Federal Minister of Pakistan
- In office 22 April 2022 – 10 August 2023
- Prime Minister: Shehbaz Sharif

Chairman Standing Committee on Information, Broadcasting, National History and Literary Heritage
- In office September 2018 – 22 April 2022

Member of the National Assembly of Pakistan
- In office 13 August 2018 – 10 August 2023
- Constituency: NA-121 (Sheikhupura-III)
- In office 17 March 2008 – 31 May 2018
- Constituency: NA-133 (Sheikhupura-III)

Personal details
- Born: 22 February 1964 (age 62) Sheikhupura, Punjab, Pakistan
- Party: PMLN (1997-present)
- Other political affiliations: PPP (1993-1997)

= Mian Javed Latif =

Pakistani politician (born 1964)

Mian Javed Latif (born 22 February 1964) is a Pakistani politician who had been a member of the National Assembly of Pakistan from August 2018 till August 2023. Previously, he was a member of the National Assembly from 2008 to May 2018 and a member of the Provincial Assembly of the Punjab from 1997 to 1999.

==Early life==
He was born on 22 February 1964.

==Political career==
Latif ran for the seat of the Provincial Assembly of the Punjab as an independent candidate from Constituency PP-137 (Sheikhupura-IV) in the 1993 Pakistani general election but was unsuccessful. He received 26 votes and lost the seat to a candidate of Pakistan Peoples Party (PPP).
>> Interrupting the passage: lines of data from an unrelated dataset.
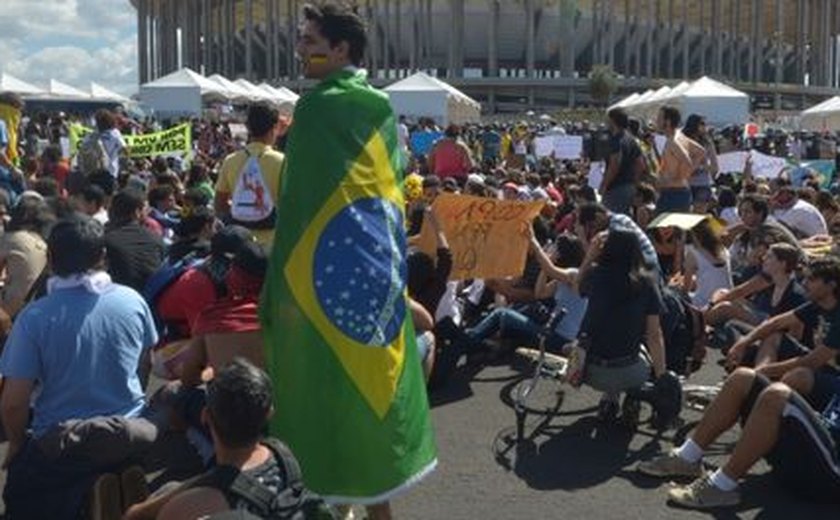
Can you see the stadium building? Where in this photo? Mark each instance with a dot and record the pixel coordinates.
(515, 53)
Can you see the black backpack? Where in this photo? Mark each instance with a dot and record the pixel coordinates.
(683, 330)
(294, 502)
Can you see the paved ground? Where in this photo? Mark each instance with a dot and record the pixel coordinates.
(571, 468)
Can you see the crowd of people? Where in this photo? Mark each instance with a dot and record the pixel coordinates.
(123, 274)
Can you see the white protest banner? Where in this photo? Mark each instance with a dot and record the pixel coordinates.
(543, 146)
(660, 141)
(767, 166)
(732, 162)
(596, 174)
(568, 146)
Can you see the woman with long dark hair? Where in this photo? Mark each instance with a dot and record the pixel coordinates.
(623, 312)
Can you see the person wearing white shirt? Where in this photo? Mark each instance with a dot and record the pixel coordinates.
(802, 217)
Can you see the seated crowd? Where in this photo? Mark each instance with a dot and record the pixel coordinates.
(137, 273)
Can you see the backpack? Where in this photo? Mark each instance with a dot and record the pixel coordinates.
(165, 277)
(294, 502)
(92, 155)
(683, 330)
(252, 204)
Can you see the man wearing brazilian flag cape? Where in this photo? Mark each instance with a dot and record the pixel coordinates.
(340, 344)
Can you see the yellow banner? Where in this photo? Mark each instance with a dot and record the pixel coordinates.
(176, 140)
(484, 235)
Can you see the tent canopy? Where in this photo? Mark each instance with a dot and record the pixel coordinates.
(9, 83)
(63, 90)
(421, 95)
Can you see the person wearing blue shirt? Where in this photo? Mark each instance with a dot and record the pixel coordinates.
(80, 346)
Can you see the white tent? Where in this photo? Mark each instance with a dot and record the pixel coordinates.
(824, 116)
(421, 95)
(99, 92)
(629, 100)
(9, 83)
(58, 89)
(285, 99)
(256, 93)
(720, 104)
(181, 93)
(233, 91)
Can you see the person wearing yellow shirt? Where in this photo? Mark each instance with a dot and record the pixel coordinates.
(249, 179)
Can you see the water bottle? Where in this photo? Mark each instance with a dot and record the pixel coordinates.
(577, 361)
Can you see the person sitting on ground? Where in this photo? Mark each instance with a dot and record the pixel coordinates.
(555, 281)
(776, 344)
(239, 405)
(706, 266)
(624, 306)
(23, 251)
(778, 425)
(802, 217)
(81, 345)
(769, 293)
(229, 327)
(192, 235)
(134, 252)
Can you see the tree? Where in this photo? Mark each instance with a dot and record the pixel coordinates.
(603, 81)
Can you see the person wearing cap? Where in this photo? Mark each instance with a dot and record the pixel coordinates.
(450, 157)
(800, 216)
(182, 302)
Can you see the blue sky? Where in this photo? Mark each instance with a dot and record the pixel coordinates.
(73, 41)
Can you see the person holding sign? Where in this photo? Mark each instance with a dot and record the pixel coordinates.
(624, 166)
(677, 165)
(246, 191)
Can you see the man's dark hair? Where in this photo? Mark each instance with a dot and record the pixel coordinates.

Latif was elected to the Provincial Assembly of the Punjab as a candidate of Pakistan Muslim League (N) (PML-N) from Constituency PP-138 (Sheikhupura-V) in the 1997 Pakistani general election. He received 14,125 votes and defeated an independent candidate, Javed Bhatti.

Latif was elected to the National Assembly of Pakistan as a candidate of PML-N from Constituency NA-133 (Sheikhupura-II) in the 2008 Pakistani general election. He received 44,786 votes and defeated an independent candidate, Chaudhry Muhammad Saeed Virk, a candidate of Pakistan Muslim League (Q). (PML-Q).

He was re-elected to the National Assembly as a candidate of PML-N from Constituency NA-133 (Sheikhupura-II) in the 2013 Pakistani general election. He received 68,909 votes and defeated an independent candidate, Chaudhry Muhammad Saeed Virk.

In 2017, a scuffle broke out between Latif and Murad Saeed outside the National Assembly building. Latif reportedly verbally abused female family member of Murad Saeed. Latif later apologized for his remarks against the women family member of Saeed.

He was re-elected to the National Assembly as a candidate of PML-N from Constituency NA-121 (Sheikhupura-III) in the 2018 Pakistani general election.